Time is money in a bakery, and 15 minutes can feel like a lifetime and look like lost ­profit, but it could also mean avoiding a catastrophic event caused by a leaky gas valve. This need for uptime can introduce a variety of risks, especially during a purge. It is a practice that bakers simply must not shortcut.

Before lighting the burners, the purge cycle will run the machine’s fan to remove any combustible gas that happens to be left in the baking chamber.

“Sometimes it will get maladjusted — or purposely readjusted — so 10 minutes will turn into just a couple minutes,” said Damian Morabito, president and chief executive officer, Topos Mondial. “And that’s fine … until there’s a leaky gas valve. If that happens, and then overnight the oven chamber was filled up with gas and then the purge time was shortened, you could light the oven and cause an explosion.”

This is especially important in a propane-fired oven because propane is heavier than air and sits lower in the chamber, Mr. Morabito explained. In this case, the purge cycle must be longer because it must draw air from the bottom of the chamber, the oven and the fire box.

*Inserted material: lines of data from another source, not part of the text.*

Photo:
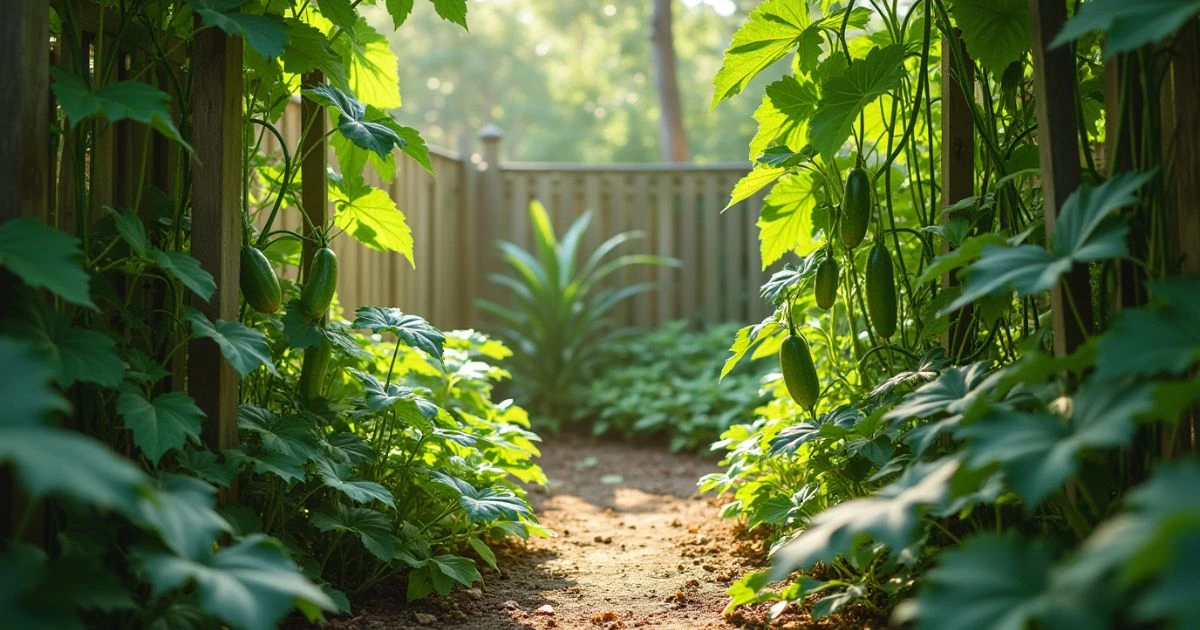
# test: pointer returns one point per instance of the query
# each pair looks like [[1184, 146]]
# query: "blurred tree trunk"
[[673, 138]]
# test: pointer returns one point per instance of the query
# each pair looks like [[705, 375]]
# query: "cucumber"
[[799, 373], [319, 285], [312, 373], [827, 282], [856, 208], [258, 283], [881, 291]]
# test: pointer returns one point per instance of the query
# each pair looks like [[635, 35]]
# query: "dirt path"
[[636, 547]]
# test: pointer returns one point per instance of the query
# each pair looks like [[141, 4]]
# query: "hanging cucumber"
[[856, 208], [319, 285], [258, 283], [881, 291], [827, 282], [799, 373], [312, 373]]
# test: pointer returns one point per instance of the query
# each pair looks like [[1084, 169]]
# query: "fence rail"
[[472, 201]]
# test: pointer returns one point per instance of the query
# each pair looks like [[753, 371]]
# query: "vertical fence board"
[[216, 222], [1060, 161]]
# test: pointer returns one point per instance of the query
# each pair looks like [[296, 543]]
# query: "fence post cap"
[[491, 132]]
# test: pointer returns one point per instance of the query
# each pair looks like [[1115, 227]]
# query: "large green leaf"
[[127, 100], [486, 504], [1162, 337], [61, 462], [1000, 582], [1039, 451], [46, 258], [75, 353], [289, 436], [772, 30], [1083, 233], [353, 121], [784, 115], [244, 347], [187, 270], [996, 31], [265, 34], [845, 95], [1128, 25], [337, 477], [413, 330], [371, 66], [375, 531], [183, 511], [371, 217], [891, 516], [251, 585], [163, 424], [25, 388], [451, 11], [309, 51], [785, 223]]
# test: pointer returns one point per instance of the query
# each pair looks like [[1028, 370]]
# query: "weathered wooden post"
[[1059, 147], [490, 202], [216, 221]]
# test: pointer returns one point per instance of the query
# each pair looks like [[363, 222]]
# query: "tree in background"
[[570, 81], [671, 131]]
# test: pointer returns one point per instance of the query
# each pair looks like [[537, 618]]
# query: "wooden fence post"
[[958, 163], [216, 221], [490, 201], [313, 177], [1059, 148], [24, 181]]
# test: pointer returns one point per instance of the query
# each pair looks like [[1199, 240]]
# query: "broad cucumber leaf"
[[161, 425], [25, 385], [183, 511], [785, 223], [1128, 25], [891, 516], [1001, 582], [353, 123], [337, 477], [773, 30], [76, 354], [371, 66], [309, 49], [845, 95], [51, 461], [375, 529], [250, 585], [1159, 339], [371, 217], [451, 11], [244, 347], [45, 258], [127, 100], [1083, 233], [265, 34], [413, 330], [784, 115], [996, 31], [189, 271]]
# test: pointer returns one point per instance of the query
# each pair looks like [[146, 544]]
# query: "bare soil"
[[636, 546]]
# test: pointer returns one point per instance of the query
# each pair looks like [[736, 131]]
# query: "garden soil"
[[636, 546]]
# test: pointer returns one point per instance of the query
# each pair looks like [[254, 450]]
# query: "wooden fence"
[[472, 201]]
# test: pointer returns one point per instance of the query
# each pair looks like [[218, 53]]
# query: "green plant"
[[665, 382], [557, 319], [342, 475], [981, 456]]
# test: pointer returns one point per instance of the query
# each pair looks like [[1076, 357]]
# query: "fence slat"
[[216, 222]]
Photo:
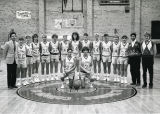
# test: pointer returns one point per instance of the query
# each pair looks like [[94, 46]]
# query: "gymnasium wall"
[[8, 18], [94, 19]]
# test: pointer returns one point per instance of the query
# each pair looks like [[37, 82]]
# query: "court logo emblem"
[[101, 92]]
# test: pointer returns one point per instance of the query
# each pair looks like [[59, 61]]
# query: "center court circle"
[[102, 92]]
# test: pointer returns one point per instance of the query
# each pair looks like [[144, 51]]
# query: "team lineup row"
[[77, 57]]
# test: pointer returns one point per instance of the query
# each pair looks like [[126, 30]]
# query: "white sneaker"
[[122, 80], [118, 78], [91, 86], [62, 86], [19, 83], [115, 78], [42, 78]]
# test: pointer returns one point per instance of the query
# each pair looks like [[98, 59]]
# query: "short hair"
[[134, 34], [85, 49], [75, 33], [11, 34], [116, 36], [34, 36], [21, 38], [147, 34], [54, 36], [124, 36], [105, 35], [28, 37], [69, 49], [85, 34]]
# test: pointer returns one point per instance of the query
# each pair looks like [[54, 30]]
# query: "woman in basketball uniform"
[[29, 57], [148, 50], [86, 42], [76, 45], [45, 57], [85, 67], [96, 50], [106, 56], [124, 58], [115, 58], [64, 45], [55, 54], [69, 68], [36, 58], [21, 61]]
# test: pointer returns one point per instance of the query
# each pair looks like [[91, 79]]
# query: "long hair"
[[75, 33]]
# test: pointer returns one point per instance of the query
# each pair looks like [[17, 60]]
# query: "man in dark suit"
[[9, 56], [135, 59]]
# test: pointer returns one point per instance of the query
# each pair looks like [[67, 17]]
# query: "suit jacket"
[[135, 50], [9, 53]]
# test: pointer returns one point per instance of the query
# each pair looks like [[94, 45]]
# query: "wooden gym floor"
[[147, 101]]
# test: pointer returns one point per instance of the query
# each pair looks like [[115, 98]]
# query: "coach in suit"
[[9, 56], [135, 59]]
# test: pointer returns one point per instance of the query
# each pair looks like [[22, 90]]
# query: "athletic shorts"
[[36, 59], [55, 58], [63, 57], [22, 64], [29, 60], [115, 60], [76, 56], [96, 57], [106, 58], [45, 59], [123, 60]]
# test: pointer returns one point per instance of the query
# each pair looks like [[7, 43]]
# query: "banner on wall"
[[23, 14]]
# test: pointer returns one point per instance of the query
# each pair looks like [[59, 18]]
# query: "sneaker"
[[122, 80], [62, 86], [125, 80], [91, 86], [118, 78], [144, 86]]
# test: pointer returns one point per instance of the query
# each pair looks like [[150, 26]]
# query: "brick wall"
[[95, 18]]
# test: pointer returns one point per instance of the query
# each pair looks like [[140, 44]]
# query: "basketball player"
[[29, 57], [21, 62], [85, 67], [106, 56], [36, 58], [115, 58], [55, 54], [86, 42], [76, 45], [124, 58], [148, 51], [69, 68], [96, 56], [45, 57], [64, 45]]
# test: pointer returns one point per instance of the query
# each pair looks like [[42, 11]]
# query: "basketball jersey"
[[115, 49], [21, 53], [35, 48], [86, 44], [75, 46], [106, 48], [64, 47], [69, 63], [54, 46], [124, 49], [45, 48], [86, 62], [29, 49], [96, 45]]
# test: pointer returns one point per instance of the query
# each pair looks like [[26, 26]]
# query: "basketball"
[[77, 84]]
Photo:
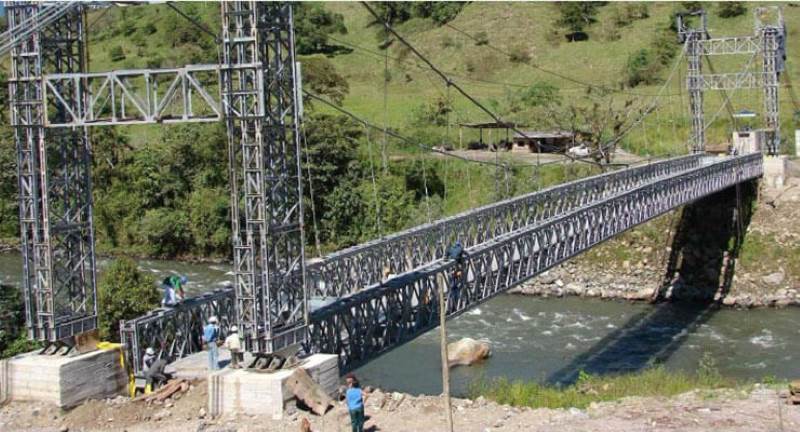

“It definitely gets all the gas out of the combustion area when it draws from the bottom of these chambers, so it doesn’t cause a problem,” Mr. Morabito said.

For the purge cycle, Auto-Bake offers an exhaust stack thermal mass flow sensor.

“It replaces the traditional pressure switch and totalizes the amount of actual air being removed from the baking chamber prior to ignition,” said Scott McCally, president, Auto-Bake, part of the Middleby Bakery Group. “This system greatly reduces that potential of residual gas within the system and improves ignition safety.”

Take the time to make sure mechanical components remain covered. Exposed external burner linkages could inadvertently get bumped, broken or maladjusted, and that could result in a burner safety hazard.

“If a linkage or control device is out in the open and you bump them, it could adjust the air-fuel mixture, and then you’re running rich,” Mr. Morabito warned. “If you run rich in a car, it backfires; in an oven, there could be an explosion.”

He suggested that sophisticated burners, such as Weishaupt burners used in J4 ovens, are designed with reliable protection around them, and they eliminate the possibility for linkages and components to be easily damaged in a bakery environment during both operation and clean-up.